Can we talk about how weird being ace is? And how weird coming out is? Because for me, I expected it to not be nearly as big of a deal as it ended up seeming and it was a very different conversation than when I came out as bi.
Initially, I came out as pan to my mom (before I knew I had a preference), and she just said ‘but you don’t like girls’. I was at a loss for words because I was clearly saying that I did, but I think she meant that I never talked about girls to her growing up. There’s so many reasons why, though- I’m mostly attracted to men and she would ask me questions about boys, so there was no prompting for me to even begin to think about girls that way, or any indication that that would be okay.
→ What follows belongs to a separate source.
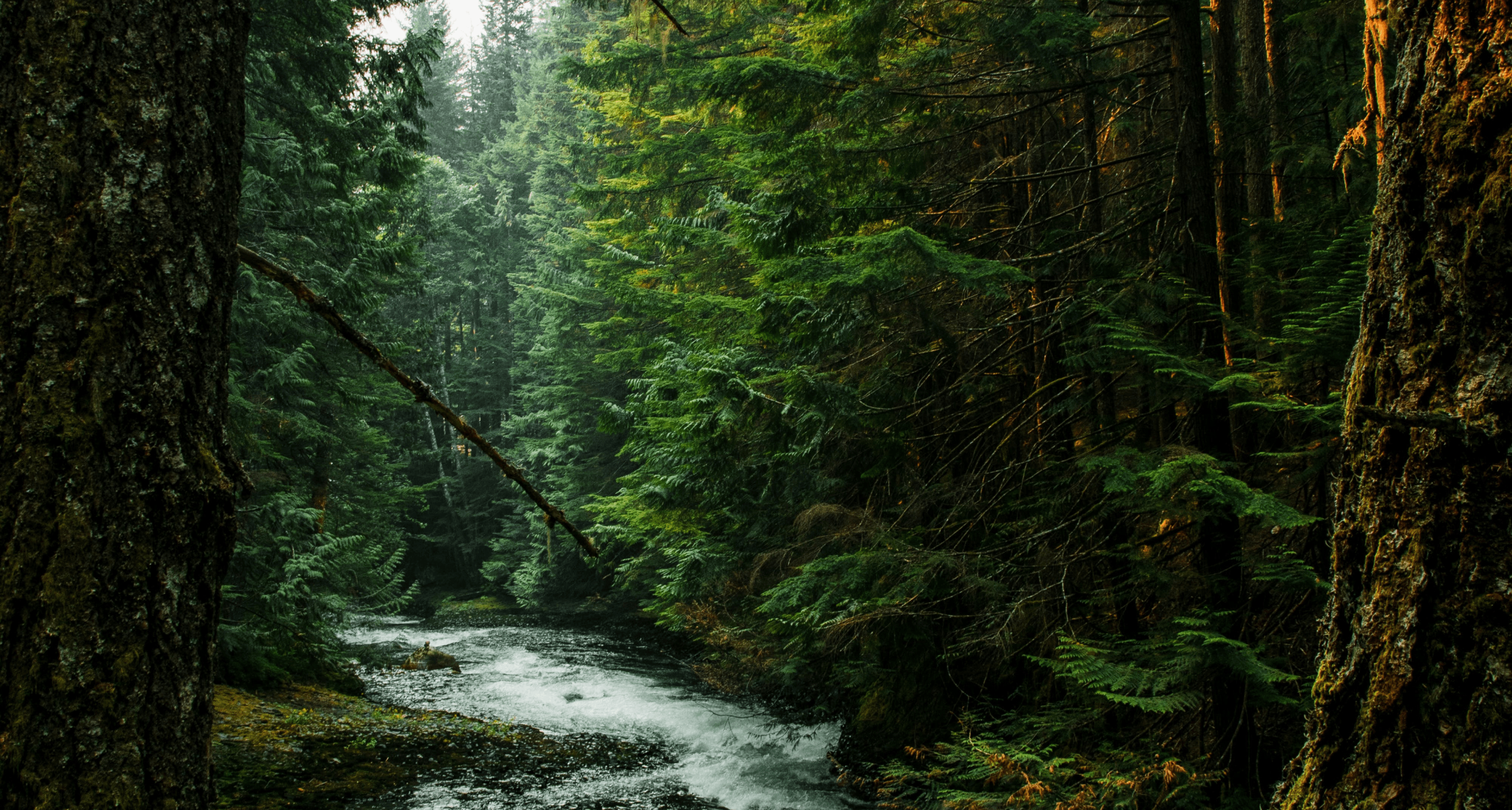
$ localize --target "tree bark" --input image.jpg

But because I prefer guys, I ended up slipping back into just saying I’m ‘bi-curious’ or nothing at all.
Being ace has always had a much bigger impact on me. I’ve always dreaded ‘that talk’ with guys and never really understood the appeal of being intimate or having an allo relationship. When I first heard the word ‘asexual’ it was from stumbling upon ace tiktok compilations and it immediately resonated with me. The first time I came out, I don’t really remember. I must have said something in passing, but the comments from my parents were ‘but it’s so natural, how could you not want to experience that?’ Or a combination of things about me being too young to worry about that.
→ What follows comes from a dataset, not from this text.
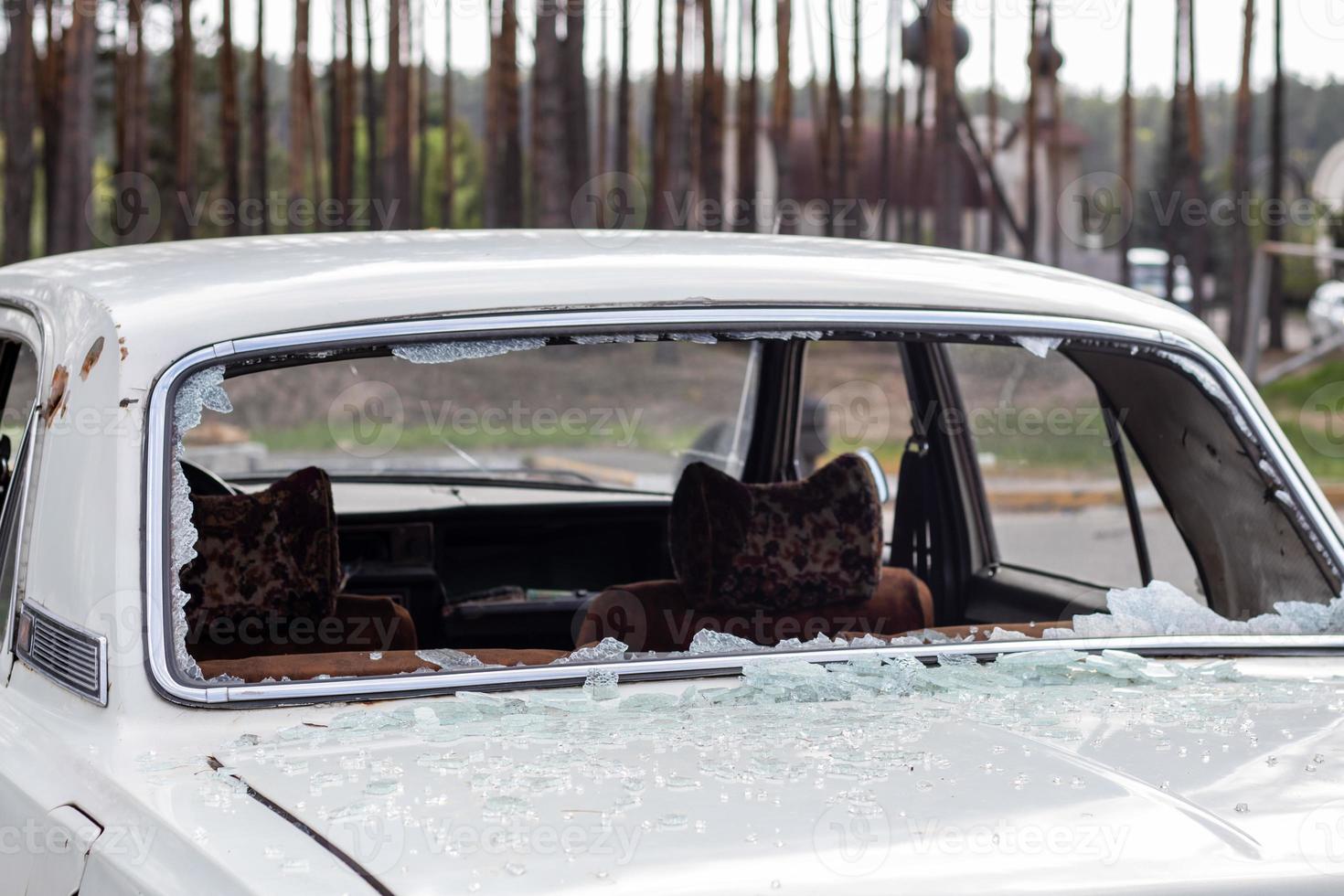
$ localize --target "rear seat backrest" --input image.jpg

One thing my dad said to me really early on, in a very tentative conversation about it, was something along the lines of ‘just do what feels right’. Kind of like saying he didn’t really care as long as I was happy, just to live in the moment. Such a small comment but I still remember it, because I am an adult now and still, the thing that feels most ‘right’ to me, in this moment, is still using the label. It feels like me. It makes me happy.
A lot of people believe sexuality is fluid- I do, too. As you grow and change, your labels might, too. But I think forcing myself to do anything that feels unnatural- using labels or not, trying to fit any identity perfectly- has caused me the most stress. My parents still don’t really get it, so I avoid the topic with them, but I take what they say with a grain of salt and I thought maybe some of my experience could resonate with my fellow aces. Maybe my dads advice could help you, too.